Inflammatory factors expressed by active microglia/macrophage in peri-infarct areas at four weeks after stroke. A. Double immunostaining shows expression of TNF-α, IL-1β, IL-10 and TGF-β in active microglia (Iba-1). B. Analysis and quantification for co-localization of cytokines and Iba-1 in the microglia/macrophages with Fiji-ImageJ. Representative two-dimensional histogram and scatterplots visualize the correlation of the pixel intensities, over all pixels and voxels in the images with different Li’s ICQ values, generated by Fiji-ImageJ. Statistical bar figures demonstrate the quantification of Li’s ICQ values for co-localization of each cytokine with Iba-1 in vehicle- and minocycline-treated ischemic hemispheres. *P <0.05, **P <0.01 versus V-I. n = 5 in each group.

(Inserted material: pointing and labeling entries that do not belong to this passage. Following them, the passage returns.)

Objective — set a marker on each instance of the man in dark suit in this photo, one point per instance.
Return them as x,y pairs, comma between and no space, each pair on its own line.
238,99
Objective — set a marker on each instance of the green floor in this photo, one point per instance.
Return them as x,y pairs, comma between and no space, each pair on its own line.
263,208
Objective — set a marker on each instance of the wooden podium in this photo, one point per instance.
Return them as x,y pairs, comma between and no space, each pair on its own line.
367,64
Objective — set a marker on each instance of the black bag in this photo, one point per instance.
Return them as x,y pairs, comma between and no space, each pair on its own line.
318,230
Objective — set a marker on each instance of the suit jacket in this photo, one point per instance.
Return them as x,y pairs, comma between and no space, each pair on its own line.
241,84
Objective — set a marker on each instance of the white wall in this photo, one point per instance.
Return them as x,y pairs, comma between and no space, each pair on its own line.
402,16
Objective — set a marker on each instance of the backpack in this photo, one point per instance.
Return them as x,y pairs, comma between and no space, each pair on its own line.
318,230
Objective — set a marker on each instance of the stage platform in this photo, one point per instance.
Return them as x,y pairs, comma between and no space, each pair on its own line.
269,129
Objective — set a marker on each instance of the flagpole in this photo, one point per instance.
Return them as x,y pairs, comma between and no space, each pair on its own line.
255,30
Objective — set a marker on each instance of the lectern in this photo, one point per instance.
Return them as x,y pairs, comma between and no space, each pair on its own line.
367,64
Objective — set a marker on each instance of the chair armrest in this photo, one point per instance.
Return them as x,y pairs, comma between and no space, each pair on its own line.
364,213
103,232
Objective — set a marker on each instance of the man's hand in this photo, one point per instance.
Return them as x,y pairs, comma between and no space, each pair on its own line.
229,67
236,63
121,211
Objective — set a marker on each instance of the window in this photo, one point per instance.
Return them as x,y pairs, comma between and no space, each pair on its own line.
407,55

C. Double immunostaining shows little expression of TNF-α and IL-1β in active microglia/macrophage, with extending processes in the peri-infarct areas bordering with intact tissues. Scale bars = 50 μm. D. Double immunostaining shows expression of TGF-β in PDGFR-β-positive pericytes that closely surround the vessels (V). Scale bars = 50 and 100 μm.

Figure 8

Western blot analysis for active forms of inflammatory factors in rat brains at four weeks after stroke. TNF-α: levels of TNF-α were decreased in ischemic rat brains and treatment with minocycline facilitated the reduction. IL-1β: *P <0.05 versus V-I. IL-10: *P <0.05 versus V-I. TGF-α: *P <0.05 versus V-I; ^## P <0.01 versus V-C and Mino-C. n = 8 in the vehicle group, 9 in the minocycline group.